The question of what John Negroponte knew about human rights abuses in Honduras will probably never be answered definitively, but there is a large body of circumstantial evidence supporting the view that Negroponte was aware that serious violations of human rights were carried out by the Honduran government with the support of the CIA. Senator Christopher Dodd of Connecticut, on 14 September 2001, as reported in the Congressional Record (http://www.fas.org/irp/congress/2001_cr/s091401.html), aired his suspicions on the occasion of Negroponte's nomination to the position of UN ambassador:
Based upon the Committee's review of State Department and CIA documents, it would seem that Ambassador Negroponte knew far more about government perpetuated human rights abuses than he chose to share with the committee in 1989 or in Embassy contributions at the time to annual State Department Human Rights reports.

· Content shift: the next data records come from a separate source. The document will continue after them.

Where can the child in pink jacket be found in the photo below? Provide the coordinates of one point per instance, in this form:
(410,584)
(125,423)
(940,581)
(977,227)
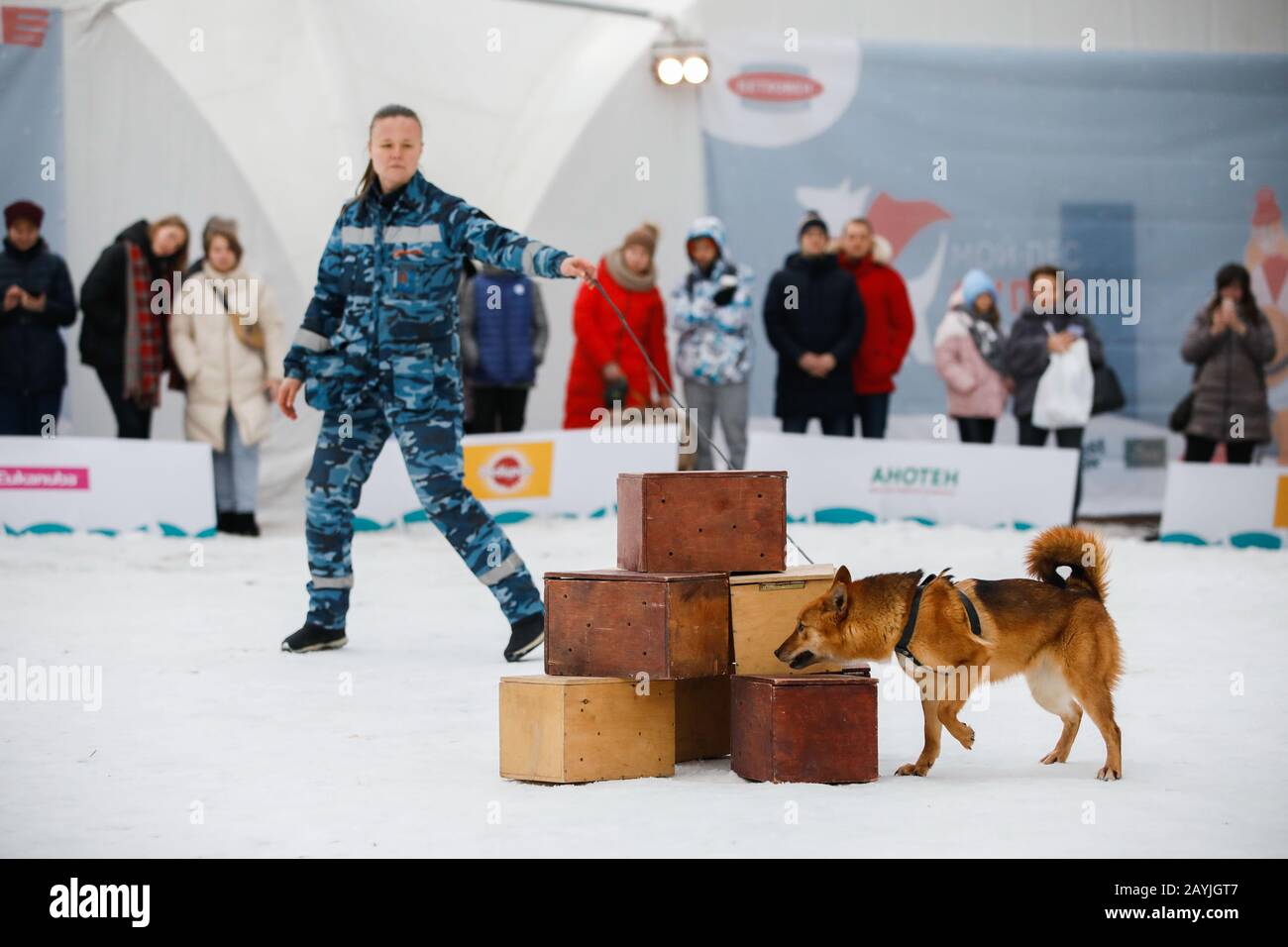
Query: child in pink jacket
(967,357)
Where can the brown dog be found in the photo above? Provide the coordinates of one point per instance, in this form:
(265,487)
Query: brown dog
(1055,631)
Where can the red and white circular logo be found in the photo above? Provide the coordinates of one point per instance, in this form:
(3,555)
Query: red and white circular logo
(774,86)
(506,472)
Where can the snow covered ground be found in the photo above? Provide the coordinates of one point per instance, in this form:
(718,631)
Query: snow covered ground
(211,742)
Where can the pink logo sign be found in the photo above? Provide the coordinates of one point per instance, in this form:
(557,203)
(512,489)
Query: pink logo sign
(44,478)
(774,86)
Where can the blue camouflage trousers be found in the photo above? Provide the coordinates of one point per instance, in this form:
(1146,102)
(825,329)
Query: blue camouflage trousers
(429,432)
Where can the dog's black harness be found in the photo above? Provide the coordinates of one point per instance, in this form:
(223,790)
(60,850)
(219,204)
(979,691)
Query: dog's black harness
(911,625)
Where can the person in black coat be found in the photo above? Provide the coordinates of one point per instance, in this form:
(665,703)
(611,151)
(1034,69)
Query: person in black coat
(38,302)
(814,320)
(103,300)
(1033,339)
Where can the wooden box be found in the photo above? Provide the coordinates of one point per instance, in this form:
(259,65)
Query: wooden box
(616,624)
(708,521)
(805,728)
(584,729)
(763,609)
(700,718)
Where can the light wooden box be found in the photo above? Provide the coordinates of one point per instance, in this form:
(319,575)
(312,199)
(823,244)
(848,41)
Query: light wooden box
(763,609)
(585,729)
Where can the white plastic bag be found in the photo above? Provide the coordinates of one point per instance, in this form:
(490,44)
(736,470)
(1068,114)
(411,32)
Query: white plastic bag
(1065,389)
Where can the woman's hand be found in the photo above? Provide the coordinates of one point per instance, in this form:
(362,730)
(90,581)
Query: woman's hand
(286,393)
(578,265)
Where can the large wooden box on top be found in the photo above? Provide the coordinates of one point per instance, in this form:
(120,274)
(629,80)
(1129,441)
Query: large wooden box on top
(763,609)
(707,521)
(616,624)
(805,728)
(584,729)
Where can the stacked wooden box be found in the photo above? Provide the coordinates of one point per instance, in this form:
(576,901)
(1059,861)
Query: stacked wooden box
(639,659)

Among other evidence, Dodd cited a cable sent by Negroponte in 1985 that made it clear that Negroponte was aware of the threat of "future human rights abuses" by "secret operating cells" left over by General Alvarez after his deposition in 1984.
Understand, the above article was written long before he was appointed to this position today so there is nothing partisan about it.
Some more reading:
http://www.nybooks.com/articles/14485
So do you just love Bush? He loves to talk about human rights and freedom around the world yet he continues to support torture and he continues to appoint criminals to high positions. Republicans, spin away.